The bigger one said 8" x 1-1/4"


----------



## jmsheldon (Feb 22, 2013)

Oh! The measurements that are on the label are length and width, not thickness.


----------



## joecaption (Nov 30, 2011)

Huge differance!
Got a vice?
Trying to drill the hole bigger without one can be dangerest. It's going to want to spin and catch.
I'd be using a step drill to drill out the hole.


----------



## Dorado (Feb 7, 2013)

Arrange like this and hammer. You can also clamp on two additional legs to keep the legs straight.


----------



## hand drive (Apr 21, 2012)

you will want to place the bracket against something that has an opposite 90 degree to the bracket where you can have the pressure down near the bend, say an inch up past the 90 bend in your bracket. then just start tapping with the hammer and the bracket should start to spread. use a 2x4 set up on it's side and set the bracket with the outer bend facing upward, the inner edges of the bracket should cross the edges of the 2x about an inch or so from the inner bend. tap down while keeping the bracket positioned in place and it should bend...


----------



## jagans (Oct 21, 2012)

Put it in a vice and use a Ball Peen hammer. The best way to increase the size of a hole in relatively thin stock is a step drill, hands down. You can also use an end mill in a drill press. Most good vices have an anvil area on the back. Wear safety glasses. 
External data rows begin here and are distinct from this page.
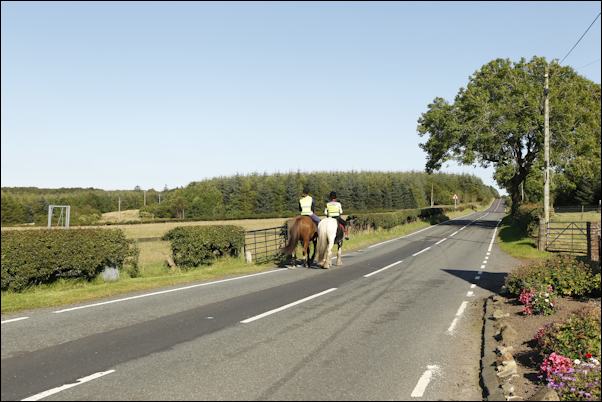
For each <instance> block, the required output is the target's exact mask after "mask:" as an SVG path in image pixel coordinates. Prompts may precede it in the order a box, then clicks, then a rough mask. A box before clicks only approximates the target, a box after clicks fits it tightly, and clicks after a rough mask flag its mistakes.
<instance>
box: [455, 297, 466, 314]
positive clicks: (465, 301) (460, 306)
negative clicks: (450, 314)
mask: <svg viewBox="0 0 602 402" xmlns="http://www.w3.org/2000/svg"><path fill="white" fill-rule="evenodd" d="M467 305H468V302H467V301H463V302H462V304H460V307H458V311H456V317H459V316H461V315H462V314H463V313H464V309H465V308H466V306H467Z"/></svg>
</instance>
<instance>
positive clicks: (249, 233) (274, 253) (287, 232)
mask: <svg viewBox="0 0 602 402" xmlns="http://www.w3.org/2000/svg"><path fill="white" fill-rule="evenodd" d="M287 240H288V227H287V226H286V225H284V226H276V227H272V228H267V229H258V230H248V231H246V232H245V255H248V253H250V254H251V256H250V258H251V260H252V261H253V262H255V263H259V264H260V263H263V262H269V261H275V260H277V259H278V258H279V256H280V255H281V253H280V250H281V249H282V248H283V247H284V246H285V245H286V241H287Z"/></svg>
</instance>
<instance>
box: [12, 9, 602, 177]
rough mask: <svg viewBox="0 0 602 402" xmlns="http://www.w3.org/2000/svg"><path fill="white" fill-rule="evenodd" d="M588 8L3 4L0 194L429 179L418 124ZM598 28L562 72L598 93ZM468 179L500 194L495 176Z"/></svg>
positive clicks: (543, 44) (559, 52)
mask: <svg viewBox="0 0 602 402" xmlns="http://www.w3.org/2000/svg"><path fill="white" fill-rule="evenodd" d="M599 12H600V2H575V1H566V2H497V1H496V2H401V3H394V2H385V3H376V2H335V3H327V2H322V3H313V2H312V3H309V2H308V3H288V2H283V3H277V2H267V3H247V2H242V3H206V2H200V3H194V2H182V3H175V2H168V3H167V2H166V3H161V2H151V3H144V2H134V3H104V2H103V3H93V2H91V3H77V2H67V3H61V2H40V3H35V2H34V3H25V2H10V1H7V2H4V1H3V2H2V26H1V29H2V60H1V64H2V65H1V76H2V83H1V84H2V85H1V109H2V110H1V112H2V120H1V122H2V123H1V132H2V144H1V145H2V147H1V164H2V169H1V173H2V177H1V179H2V186H36V187H50V188H56V187H96V188H103V189H133V188H134V186H136V185H139V186H140V187H141V188H143V189H148V188H155V189H162V188H163V187H164V186H165V185H167V186H168V187H169V188H173V187H177V186H185V185H187V184H188V183H189V182H191V181H196V180H202V179H204V178H210V177H215V176H227V175H232V174H236V173H241V174H247V173H251V172H259V173H263V172H267V173H273V172H289V171H297V170H301V171H303V172H307V171H318V170H319V171H348V170H356V171H361V170H375V171H409V170H415V171H416V170H417V171H421V170H423V169H424V164H425V160H426V159H425V154H424V152H423V151H422V150H421V149H420V148H419V146H418V144H419V143H420V142H423V141H424V139H422V138H420V137H419V136H418V134H417V132H416V126H417V120H418V118H419V117H420V115H421V113H423V112H425V111H426V108H427V105H428V104H429V103H430V102H431V101H432V100H433V99H434V98H435V97H437V96H441V97H443V98H445V99H448V100H450V101H452V100H453V98H454V96H455V95H456V93H457V92H458V90H459V88H460V87H463V86H465V85H466V83H467V82H468V77H469V76H470V75H471V74H472V73H474V72H475V71H476V70H478V69H479V68H480V67H481V66H482V65H483V64H485V63H487V62H489V61H490V60H493V59H495V58H498V57H502V58H510V59H511V60H518V59H519V58H520V57H526V58H528V59H530V58H531V57H532V56H534V55H538V56H544V57H546V58H548V59H554V58H556V59H562V58H563V57H564V56H565V55H566V54H567V52H568V51H569V50H570V48H571V47H572V46H573V45H574V44H575V42H576V41H577V39H579V37H580V36H581V35H582V34H583V32H584V31H585V29H586V28H587V27H588V26H589V24H590V23H591V22H592V21H593V20H594V18H595V17H596V15H597V14H598V13H599ZM600 37H601V34H600V19H598V21H596V23H595V24H594V25H593V26H592V28H591V29H590V31H589V32H588V34H587V35H586V36H585V37H584V38H583V39H582V41H581V42H580V43H579V45H578V46H577V47H576V48H575V49H574V50H573V51H572V53H571V54H570V55H569V57H568V58H567V59H566V60H565V62H564V63H563V64H564V65H570V66H572V67H574V68H575V69H576V70H577V71H578V72H579V73H580V74H582V75H584V76H585V77H587V78H589V79H591V80H593V81H595V82H598V83H600ZM442 171H443V172H452V173H460V172H467V173H474V174H476V175H477V176H479V177H481V178H482V179H483V181H484V182H485V183H486V184H491V185H495V184H494V181H493V179H492V172H493V170H492V169H488V170H485V169H480V168H474V167H472V166H461V167H460V166H456V165H455V164H451V165H450V166H448V167H444V169H443V170H442Z"/></svg>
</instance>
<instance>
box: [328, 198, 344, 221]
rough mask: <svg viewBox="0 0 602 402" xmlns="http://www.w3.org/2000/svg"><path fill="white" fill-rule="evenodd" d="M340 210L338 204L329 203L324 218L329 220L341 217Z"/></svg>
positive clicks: (339, 204)
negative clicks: (329, 217) (339, 216)
mask: <svg viewBox="0 0 602 402" xmlns="http://www.w3.org/2000/svg"><path fill="white" fill-rule="evenodd" d="M341 210H342V208H341V203H340V202H337V201H330V202H329V203H328V204H326V216H328V217H330V218H335V217H337V216H339V215H341V212H342V211H341Z"/></svg>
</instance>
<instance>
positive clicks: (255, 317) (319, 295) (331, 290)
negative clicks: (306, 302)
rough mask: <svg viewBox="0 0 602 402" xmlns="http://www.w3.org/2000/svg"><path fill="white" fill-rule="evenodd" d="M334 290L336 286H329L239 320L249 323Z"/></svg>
mask: <svg viewBox="0 0 602 402" xmlns="http://www.w3.org/2000/svg"><path fill="white" fill-rule="evenodd" d="M334 290H337V288H330V289H328V290H325V291H323V292H320V293H316V294H315V295H311V296H308V297H306V298H304V299H301V300H297V301H296V302H292V303H289V304H286V305H284V306H281V307H278V308H275V309H273V310H270V311H266V312H265V313H262V314H259V315H256V316H253V317H250V318H247V319H246V320H242V321H241V322H242V323H243V324H248V323H250V322H252V321H255V320H259V319H260V318H263V317H267V316H268V315H272V314H275V313H278V312H280V311H282V310H286V309H287V308H290V307H293V306H296V305H297V304H301V303H303V302H306V301H309V300H311V299H315V298H316V297H319V296H322V295H325V294H326V293H330V292H332V291H334Z"/></svg>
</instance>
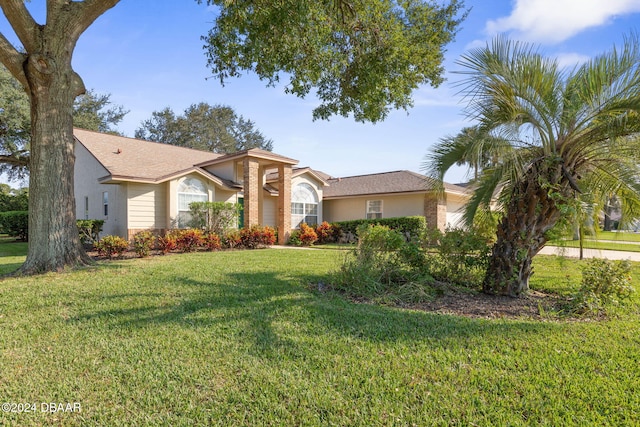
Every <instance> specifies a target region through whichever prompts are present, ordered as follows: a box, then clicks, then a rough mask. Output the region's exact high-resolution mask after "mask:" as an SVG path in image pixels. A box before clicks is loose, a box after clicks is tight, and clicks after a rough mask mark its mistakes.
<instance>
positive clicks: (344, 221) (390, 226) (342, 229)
mask: <svg viewBox="0 0 640 427" xmlns="http://www.w3.org/2000/svg"><path fill="white" fill-rule="evenodd" d="M363 224H367V225H384V226H387V227H389V228H390V229H392V230H396V231H398V232H400V233H401V234H402V235H403V236H405V237H406V238H407V240H409V239H411V238H417V237H419V236H420V235H422V233H423V232H424V231H425V230H426V228H427V222H426V219H425V218H424V217H423V216H407V217H397V218H379V219H357V220H353V221H340V222H334V223H333V224H332V225H333V226H334V227H337V228H338V229H339V230H340V232H341V234H342V235H352V236H357V234H358V227H360V226H361V225H363Z"/></svg>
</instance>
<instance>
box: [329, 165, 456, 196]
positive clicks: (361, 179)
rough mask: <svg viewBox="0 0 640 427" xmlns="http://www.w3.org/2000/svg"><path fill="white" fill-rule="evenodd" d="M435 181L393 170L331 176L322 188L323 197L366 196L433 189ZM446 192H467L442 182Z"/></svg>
mask: <svg viewBox="0 0 640 427" xmlns="http://www.w3.org/2000/svg"><path fill="white" fill-rule="evenodd" d="M434 187H435V181H434V180H433V179H431V178H428V177H426V176H424V175H420V174H418V173H415V172H411V171H406V170H402V171H393V172H384V173H377V174H370V175H359V176H350V177H345V178H333V179H330V180H329V187H327V188H325V190H324V197H325V198H332V197H350V196H366V195H373V194H393V193H424V192H427V191H430V190H433V189H434ZM444 187H445V192H447V193H460V194H463V193H467V190H466V189H465V188H462V187H458V186H456V185H453V184H447V183H445V184H444Z"/></svg>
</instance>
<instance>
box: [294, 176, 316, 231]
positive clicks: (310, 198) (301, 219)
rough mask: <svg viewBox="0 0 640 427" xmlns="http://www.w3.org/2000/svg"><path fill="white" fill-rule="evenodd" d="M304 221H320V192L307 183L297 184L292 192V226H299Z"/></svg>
mask: <svg viewBox="0 0 640 427" xmlns="http://www.w3.org/2000/svg"><path fill="white" fill-rule="evenodd" d="M303 222H306V223H307V224H309V225H315V224H317V223H318V193H316V191H315V190H314V189H313V187H312V186H310V185H309V184H307V183H301V184H298V185H296V186H295V187H294V188H293V192H292V193H291V226H292V227H293V228H299V227H300V224H302V223H303Z"/></svg>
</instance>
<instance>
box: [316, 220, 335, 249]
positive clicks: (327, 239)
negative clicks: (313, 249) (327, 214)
mask: <svg viewBox="0 0 640 427" xmlns="http://www.w3.org/2000/svg"><path fill="white" fill-rule="evenodd" d="M316 235H317V236H318V242H317V243H319V244H322V243H333V242H335V231H334V229H333V225H331V224H329V223H328V222H327V221H322V224H319V225H318V226H317V227H316Z"/></svg>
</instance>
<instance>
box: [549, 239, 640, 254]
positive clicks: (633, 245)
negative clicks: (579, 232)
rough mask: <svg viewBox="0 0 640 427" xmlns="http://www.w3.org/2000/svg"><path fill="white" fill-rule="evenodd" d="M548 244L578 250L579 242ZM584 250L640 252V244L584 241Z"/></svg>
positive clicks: (599, 240) (550, 243)
mask: <svg viewBox="0 0 640 427" xmlns="http://www.w3.org/2000/svg"><path fill="white" fill-rule="evenodd" d="M549 244H552V245H555V246H560V247H566V248H579V247H580V241H579V240H559V241H553V242H550V243H549ZM583 247H584V248H585V249H600V250H608V251H626V252H640V244H638V243H632V242H628V241H624V240H620V241H602V240H592V239H585V240H584V243H583Z"/></svg>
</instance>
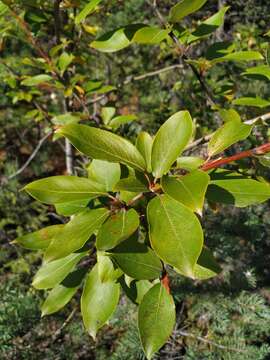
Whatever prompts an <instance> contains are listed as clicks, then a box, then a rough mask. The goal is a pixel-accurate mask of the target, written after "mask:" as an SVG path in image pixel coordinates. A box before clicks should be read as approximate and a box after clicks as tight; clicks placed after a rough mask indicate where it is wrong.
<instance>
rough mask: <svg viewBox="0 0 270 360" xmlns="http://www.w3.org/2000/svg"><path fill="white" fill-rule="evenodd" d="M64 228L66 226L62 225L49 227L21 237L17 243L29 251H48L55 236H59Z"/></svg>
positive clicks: (58, 225)
mask: <svg viewBox="0 0 270 360" xmlns="http://www.w3.org/2000/svg"><path fill="white" fill-rule="evenodd" d="M63 227H64V225H62V224H61V225H52V226H47V227H45V228H43V229H41V230H38V231H35V232H32V233H30V234H27V235H24V236H20V237H18V238H17V239H16V240H15V242H16V243H18V244H19V245H20V246H22V247H24V248H26V249H29V250H44V249H47V247H48V246H49V244H50V242H51V241H52V239H53V238H54V236H55V235H57V233H59V231H61V230H62V229H63Z"/></svg>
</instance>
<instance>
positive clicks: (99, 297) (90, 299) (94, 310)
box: [81, 265, 120, 339]
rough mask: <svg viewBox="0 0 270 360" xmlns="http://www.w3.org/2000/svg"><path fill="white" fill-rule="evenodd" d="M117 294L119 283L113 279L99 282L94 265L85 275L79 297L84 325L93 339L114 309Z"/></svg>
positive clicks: (85, 327) (107, 320) (98, 274)
mask: <svg viewBox="0 0 270 360" xmlns="http://www.w3.org/2000/svg"><path fill="white" fill-rule="evenodd" d="M119 296H120V285H119V284H116V283H115V282H114V281H106V282H101V281H100V278H99V274H98V266H97V265H95V266H94V268H93V269H92V270H91V272H90V273H89V275H88V276H87V279H86V282H85V286H84V289H83V294H82V297H81V312H82V317H83V322H84V326H85V328H86V330H87V331H88V333H89V334H90V335H91V336H92V337H93V338H94V339H95V337H96V334H97V331H98V330H99V329H100V328H101V327H102V326H103V325H105V324H106V322H107V321H108V320H109V318H110V317H111V315H112V314H113V312H114V311H115V309H116V306H117V304H118V301H119Z"/></svg>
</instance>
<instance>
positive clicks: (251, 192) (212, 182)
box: [206, 175, 270, 207]
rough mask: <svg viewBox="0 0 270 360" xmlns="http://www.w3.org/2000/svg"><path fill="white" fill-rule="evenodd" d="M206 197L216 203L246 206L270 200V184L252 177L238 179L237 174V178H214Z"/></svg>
mask: <svg viewBox="0 0 270 360" xmlns="http://www.w3.org/2000/svg"><path fill="white" fill-rule="evenodd" d="M238 177H239V175H238ZM206 197H207V199H208V200H210V201H211V202H214V203H223V204H233V205H234V206H236V207H246V206H249V205H253V204H260V203H262V202H264V201H266V200H268V199H269V198H270V185H268V184H265V183H261V182H259V181H256V180H252V179H245V178H243V179H241V178H240V179H237V175H236V178H231V179H229V178H228V179H227V180H212V181H211V183H210V185H209V187H208V190H207V193H206Z"/></svg>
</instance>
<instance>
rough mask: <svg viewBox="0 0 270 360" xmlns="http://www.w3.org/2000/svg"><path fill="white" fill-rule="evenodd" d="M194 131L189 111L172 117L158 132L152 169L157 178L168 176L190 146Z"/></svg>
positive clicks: (155, 139) (152, 157) (152, 160)
mask: <svg viewBox="0 0 270 360" xmlns="http://www.w3.org/2000/svg"><path fill="white" fill-rule="evenodd" d="M192 130H193V124H192V119H191V116H190V114H189V112H188V111H180V112H178V113H176V114H174V115H173V116H171V117H170V118H169V119H168V120H167V121H166V122H165V123H164V124H163V125H162V126H161V127H160V129H159V130H158V132H157V134H156V137H155V140H154V143H153V150H152V169H153V174H154V176H155V177H156V178H160V177H162V175H164V174H166V173H167V172H168V171H169V169H170V167H171V166H172V164H173V163H174V162H175V161H176V159H177V158H178V156H179V155H181V153H182V151H183V150H184V148H185V147H186V145H187V144H188V142H189V140H190V138H191V135H192Z"/></svg>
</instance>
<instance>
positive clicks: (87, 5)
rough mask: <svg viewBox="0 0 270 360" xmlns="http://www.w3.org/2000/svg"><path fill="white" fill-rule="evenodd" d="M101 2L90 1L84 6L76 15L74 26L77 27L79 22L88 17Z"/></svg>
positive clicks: (96, 0)
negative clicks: (81, 9) (98, 4)
mask: <svg viewBox="0 0 270 360" xmlns="http://www.w3.org/2000/svg"><path fill="white" fill-rule="evenodd" d="M100 2H101V0H91V1H89V2H88V4H86V5H85V6H84V8H83V9H82V11H80V12H79V14H78V15H76V17H75V24H76V25H79V24H80V23H81V22H83V21H84V20H85V19H86V18H87V16H88V15H90V14H91V13H93V12H94V11H95V9H96V7H97V5H98V4H99V3H100Z"/></svg>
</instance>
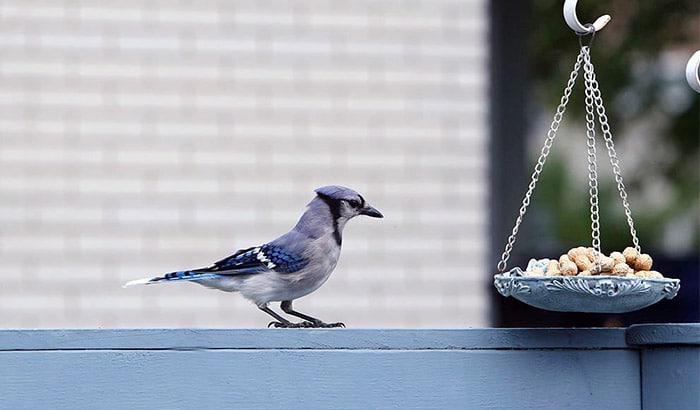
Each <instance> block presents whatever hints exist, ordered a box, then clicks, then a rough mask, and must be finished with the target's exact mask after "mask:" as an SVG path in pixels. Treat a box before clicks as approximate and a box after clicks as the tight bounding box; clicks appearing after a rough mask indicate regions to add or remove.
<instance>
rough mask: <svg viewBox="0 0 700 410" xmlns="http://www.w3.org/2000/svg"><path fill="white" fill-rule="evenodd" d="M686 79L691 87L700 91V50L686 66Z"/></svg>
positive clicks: (692, 57)
mask: <svg viewBox="0 0 700 410" xmlns="http://www.w3.org/2000/svg"><path fill="white" fill-rule="evenodd" d="M685 79H686V80H687V81H688V85H690V88H692V89H693V90H695V91H697V92H699V93H700V50H698V51H696V52H695V53H694V54H693V56H692V57H690V60H688V65H686V66H685Z"/></svg>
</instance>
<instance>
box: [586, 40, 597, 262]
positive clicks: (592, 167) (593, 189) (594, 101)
mask: <svg viewBox="0 0 700 410" xmlns="http://www.w3.org/2000/svg"><path fill="white" fill-rule="evenodd" d="M581 52H582V53H583V61H584V62H583V73H584V74H583V78H584V84H585V94H586V99H585V101H586V137H587V139H586V145H587V147H588V193H589V196H590V204H591V245H592V246H593V250H594V255H595V261H596V268H597V269H598V270H599V269H600V208H599V207H598V158H597V157H596V147H595V144H596V141H595V113H596V110H595V96H594V94H595V93H594V92H593V79H594V78H593V64H591V55H590V48H589V47H588V46H583V47H581Z"/></svg>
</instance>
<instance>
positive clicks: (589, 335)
mask: <svg viewBox="0 0 700 410" xmlns="http://www.w3.org/2000/svg"><path fill="white" fill-rule="evenodd" d="M0 373H1V374H2V380H3V382H2V383H0V408H51V409H76V408H101V409H107V408H123V409H127V408H128V409H141V408H143V409H146V408H147V409H155V408H158V409H161V408H163V409H165V408H167V409H181V408H182V409H195V408H197V409H203V408H240V409H246V408H300V409H309V408H322V409H334V408H343V409H345V408H362V409H366V408H435V409H438V408H439V409H449V408H458V409H477V408H499V409H506V408H512V409H527V408H530V409H535V408H537V409H543V408H556V409H558V408H581V409H591V408H599V409H604V408H615V409H616V410H622V409H660V408H667V409H684V408H689V409H697V408H700V397H699V396H698V380H700V324H667V325H637V326H632V327H630V328H627V329H625V328H610V329H603V328H597V329H461V330H457V329H455V330H398V329H396V330H369V329H323V330H313V329H254V330H250V329H237V330H224V329H138V330H137V329H116V330H115V329H112V330H110V329H100V330H93V329H85V330H4V331H0Z"/></svg>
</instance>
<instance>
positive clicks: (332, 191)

I thought you had an L bracket from an Abrams tank turret for a minute there.


----------



## Fix'n it (Mar 12, 2012)

yep = vice and hammer.


----------



## Dorado (Feb 7, 2013)

He'd have to hammer at least an inch away from the bend and the legs of the bracket would be more likely to bend than with my method.


----------



## woodworkbykirk (Sep 25, 2011)

do what joe caption mentioned.. if you modify it and something fails any engineers stamp will now be void


----------



## wkearney99 (Apr 8, 2009)

jmsheldon said:


> I have an L bracket and I need to bend it to be 45 degrees instead of 90 degrees.


What is it you need this bracket to do? Could be you're using the wrong item to solve the problem. 

Re-bending existing brackets is probably worse than just getting a flat piece of steel and bending it once. You greatly weaken the metal bending or hammering it. 

So it really depends on what you want to do with it?


----------



## Dorado (Feb 7, 2013)

Don't buy a step drill for this. Use a regular drill bit and feed it slowly, but clamp or screw down the bracket.


----------



## Hardway (Dec 28, 2011)

Use two pipe wrenches to bind it!:thumbsup:


----------



## carpdad (Oct 11, 2010)

I find a spot on a garage slab that I don't mind chipping. I stand the ell on one leg and hit the other leg at the tip with 3 lb hammer. After little angle is established, I can hit it nearer the angle. If any part of the leg gets bent, straighten on 2x4.


----------



## brucem609 (Feb 6, 2013)

First s few the bracket to a vertical stud that will not move. Have the side you want to bens to be the free side. Next, use a piece of lumber and pull open the L portion of the bracket. You can micro adjustit a little at a time.


----------